İnsan olarak en öğündüğümüz vasıflarımızdan biride özgürce kullandığımızı savunduğumuz irade yeteneğimizdir öyle değil mi. Gelin bugün özgür irademizden bahsedelim.
İrade; İnsanın arzu ve isteklerinin bir şeyi yapma veya yapmamayı tercih etme, seçebilme gücüdür, yeteneğidir. Kişiden kişiye göre azalan çoğalan oranda kullanılır biliyorsunuz. Hem de ne kullanma…!
İnsanın akla gelen her türlü işlevi için gerekli olan güç anlamına geliyor. Yani öz benliğinin ayrı istekleri vardır, genlerinden gelen mizaç dediğimiz içgüdülerinin istek ve ihtiyaçları vardır, Beden olarak hormonsal salgılarının talep ettiği istek ve ihtiyaçlar vardır.
İsterseniz önce insan dediğimiz varlığın profilini bir çizelim. Sahip olduğumuz bazen istemli, bazen istemsiz istek ve ihtiyaç kaynaklarının tespitini yapalım.
İnsanın öz benliği, “Ben” dediğimiz, "Bilinç" dediğimiz kimliğimiz vardır. Bu kimliğimizi ve kendine has isteklerini "nefs" adı altında tanımlıyoruz.
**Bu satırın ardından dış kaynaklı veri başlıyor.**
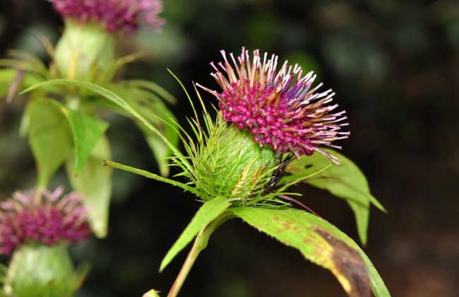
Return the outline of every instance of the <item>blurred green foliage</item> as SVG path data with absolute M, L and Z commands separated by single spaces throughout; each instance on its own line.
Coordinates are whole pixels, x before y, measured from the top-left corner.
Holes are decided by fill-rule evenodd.
M 459 290 L 459 4 L 455 0 L 165 0 L 162 34 L 141 32 L 120 54 L 145 51 L 126 78 L 152 79 L 189 105 L 171 68 L 187 88 L 215 84 L 208 63 L 218 50 L 241 46 L 276 52 L 314 69 L 349 113 L 346 156 L 366 174 L 388 214 L 371 214 L 366 250 L 393 296 L 453 297 Z M 44 0 L 0 1 L 0 54 L 16 48 L 41 55 L 31 32 L 56 40 L 62 28 Z M 210 96 L 205 97 L 215 103 Z M 32 187 L 33 161 L 18 136 L 22 98 L 0 100 L 0 197 Z M 152 172 L 156 162 L 141 132 L 111 116 L 115 160 Z M 54 182 L 65 180 L 61 173 Z M 199 204 L 177 189 L 114 173 L 109 238 L 73 250 L 93 269 L 81 296 L 141 296 L 166 291 L 184 255 L 157 269 Z M 343 202 L 307 186 L 302 202 L 357 238 Z M 333 206 L 330 206 L 333 205 Z M 183 293 L 201 296 L 345 296 L 333 276 L 304 265 L 301 255 L 242 223 L 224 226 L 210 243 Z M 219 255 L 215 261 L 215 255 Z

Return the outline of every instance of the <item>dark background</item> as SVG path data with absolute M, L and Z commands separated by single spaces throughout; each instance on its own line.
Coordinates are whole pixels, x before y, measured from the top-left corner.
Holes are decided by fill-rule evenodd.
M 148 59 L 125 76 L 151 79 L 179 98 L 172 110 L 184 123 L 190 108 L 170 68 L 189 88 L 215 87 L 208 63 L 218 50 L 275 52 L 315 69 L 349 114 L 343 153 L 366 174 L 388 211 L 372 209 L 366 252 L 393 296 L 456 296 L 459 290 L 459 4 L 366 0 L 166 0 L 162 34 L 124 38 L 123 52 Z M 44 0 L 0 0 L 0 56 L 8 48 L 47 59 L 30 34 L 56 40 L 59 16 Z M 122 53 L 122 52 L 121 52 Z M 206 96 L 210 101 L 213 100 Z M 0 101 L 0 197 L 32 187 L 33 160 L 18 136 L 24 98 Z M 109 130 L 117 161 L 157 170 L 131 123 Z M 65 182 L 58 176 L 55 185 Z M 166 295 L 186 252 L 162 274 L 159 264 L 199 206 L 191 195 L 117 173 L 110 232 L 73 252 L 93 268 L 80 296 Z M 357 239 L 346 204 L 325 192 L 298 187 L 302 202 Z M 345 296 L 328 272 L 237 221 L 222 227 L 198 259 L 181 296 Z

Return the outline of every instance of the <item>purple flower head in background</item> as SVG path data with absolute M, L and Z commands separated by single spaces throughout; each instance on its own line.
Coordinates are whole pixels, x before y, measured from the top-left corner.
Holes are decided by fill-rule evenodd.
M 335 93 L 331 89 L 313 87 L 316 74 L 304 75 L 302 68 L 287 62 L 278 66 L 278 56 L 270 57 L 259 51 L 242 48 L 240 56 L 230 59 L 221 51 L 223 62 L 210 63 L 215 72 L 211 76 L 222 89 L 221 93 L 203 87 L 218 100 L 223 119 L 246 129 L 261 146 L 272 146 L 280 153 L 290 152 L 299 157 L 314 151 L 338 163 L 337 158 L 320 146 L 340 148 L 332 142 L 349 137 L 341 132 L 347 122 L 345 111 L 333 112 L 338 104 L 331 104 Z
M 54 192 L 16 192 L 0 204 L 0 253 L 10 255 L 28 241 L 53 245 L 88 239 L 91 229 L 82 197 Z
M 64 18 L 101 23 L 109 32 L 132 33 L 141 25 L 158 30 L 165 23 L 165 20 L 158 18 L 162 11 L 161 0 L 48 1 Z

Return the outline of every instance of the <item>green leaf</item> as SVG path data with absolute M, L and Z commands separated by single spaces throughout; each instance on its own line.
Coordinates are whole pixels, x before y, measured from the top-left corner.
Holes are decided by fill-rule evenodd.
M 32 100 L 25 112 L 30 124 L 29 142 L 38 170 L 37 185 L 46 187 L 71 153 L 71 130 L 60 104 L 53 100 Z
M 140 122 L 142 123 L 142 124 L 144 124 L 145 127 L 147 127 L 153 133 L 156 134 L 158 137 L 160 137 L 162 141 L 164 141 L 165 144 L 169 147 L 169 148 L 174 152 L 176 156 L 178 158 L 180 158 L 181 160 L 183 161 L 183 163 L 189 168 L 189 169 L 191 170 L 191 165 L 189 163 L 189 162 L 186 159 L 185 156 L 180 152 L 180 151 L 177 148 L 177 146 L 173 144 L 172 141 L 170 141 L 165 135 L 163 135 L 160 131 L 158 130 L 157 128 L 156 128 L 152 123 L 145 119 L 145 117 L 142 115 L 138 110 L 133 107 L 133 105 L 129 102 L 127 102 L 125 99 L 122 98 L 120 97 L 119 95 L 115 93 L 114 92 L 112 92 L 112 91 L 109 91 L 105 88 L 101 87 L 100 86 L 85 82 L 85 81 L 73 81 L 70 79 L 54 79 L 51 81 L 44 81 L 43 83 L 40 83 L 38 84 L 36 84 L 30 88 L 28 88 L 28 89 L 23 91 L 22 93 L 27 93 L 30 92 L 32 90 L 35 90 L 38 88 L 49 88 L 50 86 L 73 86 L 79 88 L 83 88 L 85 89 L 89 90 L 92 92 L 95 93 L 96 94 L 98 94 L 107 100 L 112 101 L 117 105 L 119 106 L 124 110 L 126 110 L 127 112 L 129 112 L 132 117 L 136 118 L 137 120 L 138 120 Z
M 196 212 L 196 214 L 182 232 L 179 239 L 174 243 L 172 248 L 166 254 L 161 262 L 160 272 L 166 268 L 175 256 L 193 240 L 193 238 L 202 228 L 226 211 L 230 205 L 230 203 L 223 197 L 205 202 Z
M 112 169 L 102 166 L 104 160 L 111 156 L 107 137 L 102 136 L 91 151 L 86 163 L 75 174 L 74 158 L 67 162 L 67 174 L 73 188 L 84 197 L 89 211 L 91 227 L 96 236 L 107 235 L 109 206 L 112 195 Z
M 358 245 L 326 221 L 297 209 L 240 207 L 230 211 L 258 231 L 299 250 L 309 261 L 330 270 L 350 296 L 369 297 L 372 289 L 376 297 L 390 297 Z
M 150 290 L 142 297 L 160 297 L 160 294 L 155 290 Z
M 161 86 L 153 83 L 153 81 L 133 79 L 125 81 L 125 82 L 129 86 L 143 88 L 155 93 L 169 103 L 176 104 L 177 103 L 177 100 L 175 97 L 165 90 Z
M 333 165 L 327 170 L 303 181 L 313 187 L 328 190 L 342 198 L 354 211 L 360 240 L 366 243 L 366 231 L 370 211 L 370 202 L 386 211 L 384 207 L 370 192 L 365 175 L 350 159 L 330 149 L 324 151 L 339 158 L 340 165 Z M 312 156 L 303 156 L 294 159 L 286 168 L 291 173 L 283 180 L 291 182 L 309 176 L 331 163 L 330 159 L 317 152 Z
M 172 144 L 177 145 L 179 132 L 175 117 L 158 97 L 150 92 L 130 87 L 127 84 L 114 83 L 106 87 L 121 96 L 143 117 L 151 122 Z M 136 122 L 143 132 L 145 140 L 156 158 L 161 175 L 167 176 L 169 175 L 167 157 L 172 154 L 170 148 L 157 133 L 151 131 L 138 120 Z
M 75 172 L 84 166 L 95 144 L 105 133 L 108 123 L 81 112 L 61 107 L 73 134 L 75 144 Z

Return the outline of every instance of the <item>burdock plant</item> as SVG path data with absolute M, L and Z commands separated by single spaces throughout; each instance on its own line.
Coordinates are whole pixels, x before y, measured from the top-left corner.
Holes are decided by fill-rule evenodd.
M 174 116 L 165 101 L 175 99 L 155 83 L 115 79 L 126 63 L 141 55 L 117 57 L 115 45 L 120 37 L 133 35 L 145 25 L 160 30 L 165 21 L 160 0 L 49 0 L 64 18 L 64 33 L 54 48 L 44 37 L 38 37 L 50 55 L 45 65 L 26 52 L 11 51 L 11 58 L 0 60 L 0 81 L 11 83 L 7 100 L 20 88 L 56 79 L 94 83 L 116 92 L 143 117 L 177 144 Z M 0 88 L 0 90 L 8 88 Z M 0 96 L 4 95 L 1 93 Z M 83 197 L 90 226 L 98 237 L 107 232 L 112 192 L 109 168 L 100 163 L 111 158 L 106 132 L 109 123 L 102 116 L 109 110 L 132 120 L 143 133 L 162 175 L 167 175 L 168 146 L 132 113 L 103 96 L 68 85 L 34 90 L 28 96 L 21 132 L 28 136 L 37 169 L 37 187 L 45 189 L 56 171 L 65 165 L 73 188 Z M 164 121 L 159 120 L 160 117 Z
M 91 234 L 81 195 L 17 192 L 0 204 L 0 253 L 12 255 L 3 293 L 14 297 L 71 297 L 86 269 L 74 269 L 67 247 Z
M 313 72 L 279 63 L 275 55 L 242 50 L 211 64 L 211 74 L 221 91 L 197 85 L 213 95 L 220 109 L 213 119 L 197 88 L 203 115 L 194 110 L 189 134 L 178 127 L 186 153 L 125 98 L 101 86 L 73 81 L 43 83 L 42 88 L 71 85 L 105 96 L 133 114 L 168 145 L 179 180 L 166 178 L 107 161 L 107 166 L 162 181 L 190 192 L 203 203 L 162 260 L 164 269 L 194 238 L 194 243 L 168 296 L 177 296 L 212 233 L 226 221 L 239 218 L 336 276 L 352 297 L 389 296 L 378 272 L 359 246 L 336 227 L 316 214 L 294 208 L 304 206 L 289 188 L 300 182 L 328 190 L 344 199 L 354 211 L 364 243 L 370 204 L 383 210 L 371 194 L 365 177 L 349 159 L 333 148 L 349 136 L 344 111 L 333 104 L 334 93 L 314 86 Z M 183 85 L 181 85 L 183 87 Z M 177 126 L 178 127 L 178 126 Z M 304 206 L 305 208 L 306 206 Z M 155 291 L 145 296 L 157 296 Z

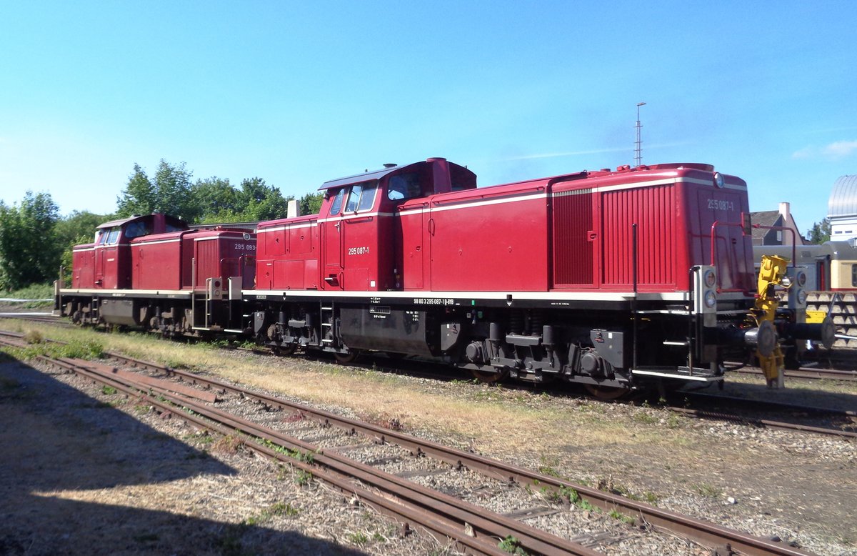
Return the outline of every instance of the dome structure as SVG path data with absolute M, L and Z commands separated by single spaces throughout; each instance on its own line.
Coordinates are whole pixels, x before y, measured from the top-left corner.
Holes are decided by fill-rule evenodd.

Kendine has istekleri her zaman en başta olmak, en iyilere sahip olmak(en zengin olmak, en iyi yemekleri yemek, en güzel kadın/erkek e sahip olmak, en.. en…en..lere sahip olmak)(1) Tüm bu sonsuz isteklerini elde etmek için irade gücüne ihtiyacı vardır.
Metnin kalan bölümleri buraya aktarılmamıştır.